Menos mal que para algo fueron  buenos aquellos  asientos de vinil. Según te dejaban una quemadura en el fondillo cada vez que te sentabas al salir de la universidad,  con cualquier pañito se secaban.

Al tercer “Paaara estoooo!” el muchacho me escuchó y paró la maquina….   Y ahí estaba yo, entripa’o hasta el cuello, con la ropa “entripá”  y  el regalo entripa’o  en el asiento entripa’o  de mi entripado carro, al que se le salían las cáscaras de moho las contadas veces que lo metía en un “car wash” o pasaba de las 60 millas. De cómo me estropeó la salida de esa noche, no me pregunten. Borré cinta con eso.

En otra ocasión fuimos en grupo al cine. A estas alturas de mi vida lo hubiese olvidado, de no ser porque fue en el alargado Volky.  José Rafucci, compañero de  ‘jangueo’  de esa y otras más, iba en el asiento delantero y atrás iban Lourdes Morales y Magaly Monserrate, creo.  A  punto de bajarnos en el estacionamiento del centro comercial del cine, una de ellas dice: “Ay Dios, como que me pica algo bajo el traje”.  Aquel olor a quemado nos hizo salir del carro más rápido que ligero. Como decía la canción “los de alante corren mucho, las de atrás se quedaran”,  porque el asiento delantero no bajaba y dificultaba la salida de las muchachas.

No sé cómo, pero por la única salida que tenía el carro sacamos de un tirón el asiento humeante cuyos alambres interiores habían hecho contacto con el polo de la batería, lo que quemo la guata. Allí, en medio de aquel estacionamiento repleto de muchachería  que aún no decidía si ver “Gremlims”, “Terminator” o “Ghostbusters”, estábamos nosotros, como en un “pajama party”, saltando sobre el asiento chamuscado tirado en la calle, como si fuera un colchón.

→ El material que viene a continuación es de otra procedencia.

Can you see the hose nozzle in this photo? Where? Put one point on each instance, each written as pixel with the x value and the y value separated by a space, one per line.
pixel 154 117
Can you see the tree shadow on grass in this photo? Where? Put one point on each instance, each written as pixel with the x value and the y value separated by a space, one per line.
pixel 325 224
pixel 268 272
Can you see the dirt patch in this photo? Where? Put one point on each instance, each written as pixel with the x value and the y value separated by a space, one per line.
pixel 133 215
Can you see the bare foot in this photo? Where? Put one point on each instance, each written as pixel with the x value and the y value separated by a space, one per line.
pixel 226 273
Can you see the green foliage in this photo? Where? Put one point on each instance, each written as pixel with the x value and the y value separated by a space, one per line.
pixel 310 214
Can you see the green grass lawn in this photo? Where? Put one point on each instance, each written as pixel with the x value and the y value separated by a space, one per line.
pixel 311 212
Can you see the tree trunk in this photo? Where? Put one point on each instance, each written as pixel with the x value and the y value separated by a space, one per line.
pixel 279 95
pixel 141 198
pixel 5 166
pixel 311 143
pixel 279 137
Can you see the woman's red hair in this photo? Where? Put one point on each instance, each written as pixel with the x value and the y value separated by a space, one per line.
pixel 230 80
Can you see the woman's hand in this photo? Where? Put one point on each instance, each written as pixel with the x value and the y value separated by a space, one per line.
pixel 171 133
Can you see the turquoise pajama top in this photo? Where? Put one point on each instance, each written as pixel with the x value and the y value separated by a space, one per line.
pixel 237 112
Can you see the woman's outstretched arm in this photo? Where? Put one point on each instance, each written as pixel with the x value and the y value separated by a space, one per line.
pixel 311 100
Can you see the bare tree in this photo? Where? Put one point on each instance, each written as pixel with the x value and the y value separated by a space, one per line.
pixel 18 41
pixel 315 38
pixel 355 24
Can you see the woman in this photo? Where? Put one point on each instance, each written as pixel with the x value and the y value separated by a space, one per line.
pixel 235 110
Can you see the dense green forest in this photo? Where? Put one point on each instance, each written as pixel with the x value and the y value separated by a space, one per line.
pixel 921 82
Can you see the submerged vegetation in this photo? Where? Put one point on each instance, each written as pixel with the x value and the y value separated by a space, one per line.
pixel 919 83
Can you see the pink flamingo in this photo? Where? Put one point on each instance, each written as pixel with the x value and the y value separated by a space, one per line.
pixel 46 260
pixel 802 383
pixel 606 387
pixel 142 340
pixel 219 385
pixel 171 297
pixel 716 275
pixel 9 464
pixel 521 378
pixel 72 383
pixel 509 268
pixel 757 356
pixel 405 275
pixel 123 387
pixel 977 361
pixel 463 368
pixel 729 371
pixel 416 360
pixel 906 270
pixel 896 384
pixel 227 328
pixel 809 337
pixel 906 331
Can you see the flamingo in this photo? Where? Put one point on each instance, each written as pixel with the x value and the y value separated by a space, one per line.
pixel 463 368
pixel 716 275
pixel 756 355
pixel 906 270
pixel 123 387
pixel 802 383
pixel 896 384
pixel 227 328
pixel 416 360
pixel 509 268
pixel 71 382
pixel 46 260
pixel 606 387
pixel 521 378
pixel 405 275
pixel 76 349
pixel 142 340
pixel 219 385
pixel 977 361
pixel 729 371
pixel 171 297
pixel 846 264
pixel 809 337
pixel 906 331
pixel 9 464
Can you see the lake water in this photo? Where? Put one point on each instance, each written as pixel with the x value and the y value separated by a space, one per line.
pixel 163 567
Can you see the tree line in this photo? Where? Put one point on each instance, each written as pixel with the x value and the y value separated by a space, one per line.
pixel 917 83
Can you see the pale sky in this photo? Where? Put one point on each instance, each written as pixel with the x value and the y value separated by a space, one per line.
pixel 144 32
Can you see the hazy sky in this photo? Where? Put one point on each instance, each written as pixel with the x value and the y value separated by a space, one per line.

Finalmente, terminé vendiéndole el carro por  $200 a un merenguero famoso en aquella época, el mismo que se comió “el queso que había en la mesa” y que se desapareció con el Volky,  quedándome a deber $100, que aún hoy, veintipico de años después, estoy esperando.

Uno le cuenta eso a los hijos y te dicen con cierta vergüenza: “Ay, papi….” Todos tuvimos ese primer carrito, el de las manchas de aceite en la marquesina y que servía de mata mosquitos con su grisáceo y asfixiante humentín.  Es más, el que no lo tuvo no vivió su adolescencia. En nuestros tiempos era lo que había y al paso que vamos, mucho tiempo pasará antes de que mis hijos tengan el Lincoln y la Corveta.

Ya quisiera tener aquel fotingo a ver si alguno de los míos, acostumbrado a estos tiempos de viaje seguro en auto con acondicionador de aire, me lo pide para ir a la escuela.  Es eso, mis hijos, o que les resuelva  como hicieron mis padres conmigo:

“Toma un dólar. Eso te da pa’ la guagua, la empanadilla de pizza y el ‘frozen’… y me traes la vuelta”.